A sharp division of opinion emerged at an Evanston Design and Project Review Committee meeting Wednesday over the merits of a plan to turn a long-vacant storefront building into a restaurant.
Former 5th Ward alderman Delores Holmes, joined by several other long-term residents, opposed the proposal, while newly elected Alderman Robin Rue Simmons, 5th Ward, supported it.
Bennett Johnson said the 27-foot-wide storefront had been built in the 1930s as a grocery store. “My mother worked there,” Johnson added.
The 1829 Simpson building, in an image from Google Maps.
About 2003, sometime after the last retail operation in the building closed, the zoning for the property was changed from commercial to residential , and it has remained vacant for the bulk of the time since.
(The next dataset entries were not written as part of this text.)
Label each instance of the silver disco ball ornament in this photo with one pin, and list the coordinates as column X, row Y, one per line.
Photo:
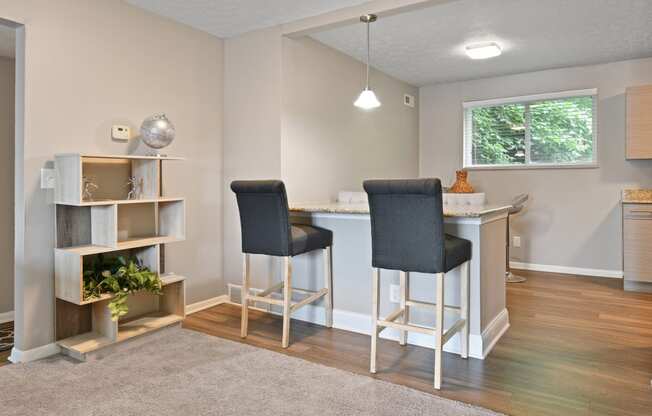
column 157, row 131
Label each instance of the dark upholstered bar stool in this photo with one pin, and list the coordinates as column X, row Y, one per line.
column 266, row 229
column 407, row 234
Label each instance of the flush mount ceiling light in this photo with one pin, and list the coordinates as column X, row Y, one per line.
column 484, row 50
column 367, row 99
A rendering of the proposed restaurant facade.
A plan to turn it into a cabinetry workshop was rejected by City Council in 2008. A concept to redevelop the building for affordable housing failed. And Holmes was unsuccessful in persuading her City Council colleagues to have the city buy the building and add it to the adjacent Twiggs Park.
Robin Rue Simmons.
Rue Simmons, based on a discussion of the proposal at a recent ward meeting, said, “There’s been agreement amongst the community that a full-service restaurant would be welcomed here. We’re looking forward to it.”
But Donna Richardson, who lives in the 2000 block of Dodge, said this is the first year that she can sit on her front porch and use the park, after several years of heavy police activity in the neighborhood.
“The idea of bringing alcohol into the community is not very appealing to me,” Richardson said, “When you bring alcohol, you bring in problems and fights.”
Would-be restaurant operator Arkady Kats, who’s also a building contractor, said he has no plans to sell liquor at the restaurant.
Kats, who with his wife Rita owned the Bread ‘n’ Bowl Company restaurant in Niles last decade, said he planned to offer soups and shish kabobs and salads at the restaurant, which would offer year-round seating for about 25 patrons, carry-out service, and a patio area in the rear for additional summertime seating.
Former Evanston City Clerk Rodney Greene said, “We really don’t need a restaurant. This piece of property could be used for affordable housing.”
“If it’s a restaurant,” Greene said, “sooner or later there’ll be liquor because they own’t be making enough off the food.”
Madelyn Ducre said, “I don’t want to see that zoning changed for that kind of restaurant. Now, if it was red beans and rice and fried chicken, I might think about it.”
After discussing several details of the design for the project — including fencing to screen the patio area from an apartment building to the east and how garbage carts would need to be used to place trash at the curb — the committee voted to continue discussion of the proposal at its next meeting, at 2:30 p.m. Wednesday, Aug. 23, at the Civic Center.